Paper Notes: Loss of Plasticity in Deep Continual Learning

This paper is published in Nature 2024, which is the one of most renowned academic journals in all science subjects. It is unusual for paper in continual learning which such a specific area in AI to be published here. The authors are PhD students in University of Alberta supervised by one of the greatest AI scientists, Richard Sutton, one of the founders in reinforcement learning.

The paper is about the lack of plasticity problem as more tasks arrive. Interestingly, it matches my current research on network capacity problem (that I refer to in my paper) in architecture-based continual learning approaches. It concerns the balance of stability-plasticity, where most of continual learning works try to get more stability for the model to address catastrophic forgetting, while we concern the other way. In the paper it said clearly: “loss of plasticity is different from catastrophic forgetting.” Also they have the same idea as I was experimenting on longer task sequences than usual in my last paper, as it said in the paper: “the experiments must be run long enough to expose long-term plasticity loss.” Their group has focused on this topic of loss of plasticity for years and published several other papers on that:

Maintaining plasticity in deep continual learning (2023)

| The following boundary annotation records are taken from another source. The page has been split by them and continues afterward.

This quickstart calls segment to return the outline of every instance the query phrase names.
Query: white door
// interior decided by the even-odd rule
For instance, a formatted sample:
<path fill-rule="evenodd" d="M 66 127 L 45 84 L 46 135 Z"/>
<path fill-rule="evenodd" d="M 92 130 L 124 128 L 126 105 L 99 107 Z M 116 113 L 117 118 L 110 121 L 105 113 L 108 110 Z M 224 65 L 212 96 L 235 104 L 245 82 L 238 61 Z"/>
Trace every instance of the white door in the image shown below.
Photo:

However, there is a huge difference between the loss of plasticity that they and I refer to. I limit the scope to that the parameter isolation approach in architecture-based continual learning faces the moment when the parameter space runs out, thus there is no capacity for future tasks, which is a form of losing plasticity in the wider sense of stability-plasticity balance in continual learning. This paper observed a big problem existing in any continual learning approach for the first time, that the deep learning itself makes the neural network model lose plasticity gradually as more data come into training. In the core experiment of this paper that discovered the problem, it simply applied Finetuning baseline (nothing special applied for continual learning) on TIL and CIL settings, and found that even the performance on the new task gradually degenerates away from what it should achieve (note that the y-axis in the figure below represents accuracy on the new task rather than average accuracy over seen tasks).

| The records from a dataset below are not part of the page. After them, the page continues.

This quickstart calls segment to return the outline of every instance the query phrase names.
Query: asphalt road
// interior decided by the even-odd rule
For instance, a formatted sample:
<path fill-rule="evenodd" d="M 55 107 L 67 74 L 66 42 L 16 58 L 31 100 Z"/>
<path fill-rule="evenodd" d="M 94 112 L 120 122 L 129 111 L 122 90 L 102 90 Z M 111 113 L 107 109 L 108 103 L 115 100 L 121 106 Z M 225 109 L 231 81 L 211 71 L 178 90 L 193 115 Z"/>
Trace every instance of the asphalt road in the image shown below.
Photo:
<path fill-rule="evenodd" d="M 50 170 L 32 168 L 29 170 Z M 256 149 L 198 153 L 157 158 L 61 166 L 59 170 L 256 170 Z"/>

It’s very fundamental regarding the entire area of continual learning, which I can’t even believe it in the first place, and I think that makes it deserve the publication on Nature. Now there’s another important thing to consider when we study continual learning with long task sequences.

If we think about the connection between these two phenomena of loss of plasticity, I’d say the general one from this paper is hidden under the explicit one specifically for architecture-based. If any parameter in architecture-based approaches is trained repeatedly over time, it could face the general problem as well. But apparently the explicit one has priority to be addressed in architecture-based continual learning, so I only look for ideas that might be useful for that explicit thing I’ve been following at this point, rather than concerned with the general problem.

Looking into their ideas, they proposed an algorithm called continual backpropagation, which also seems to be a fundamental solution for continual learning by modifying the underlying backpropagation mechanism. If we look closer, the idea is pretty simple: they think the cause of plasticity loss is that 1. large weights reduce plasticity; 2. some weights stay dormant. Their algorithm defines a contribution utility measure on units taking into account both causes, and reinitialise the least useful ones periodically. It is basically selective reinitialisation.

The reinitialisation helps release network capacity anyway though it means differently in this paper. Therefore it applies to what I want to improve for HAT, one work of which is AdaHAT. For example, reinitialise units that are least useful to previous tasks to make the way for future tasks. At the same time, I had found the learnable masks of HAT hardly update themselves showing great dormance, which could also be solved from reintialising potentially.

In summary, this is a very significant paper to read and also good to learn some ideas for algorithms to release network capacity and reduce the loss of plasticity.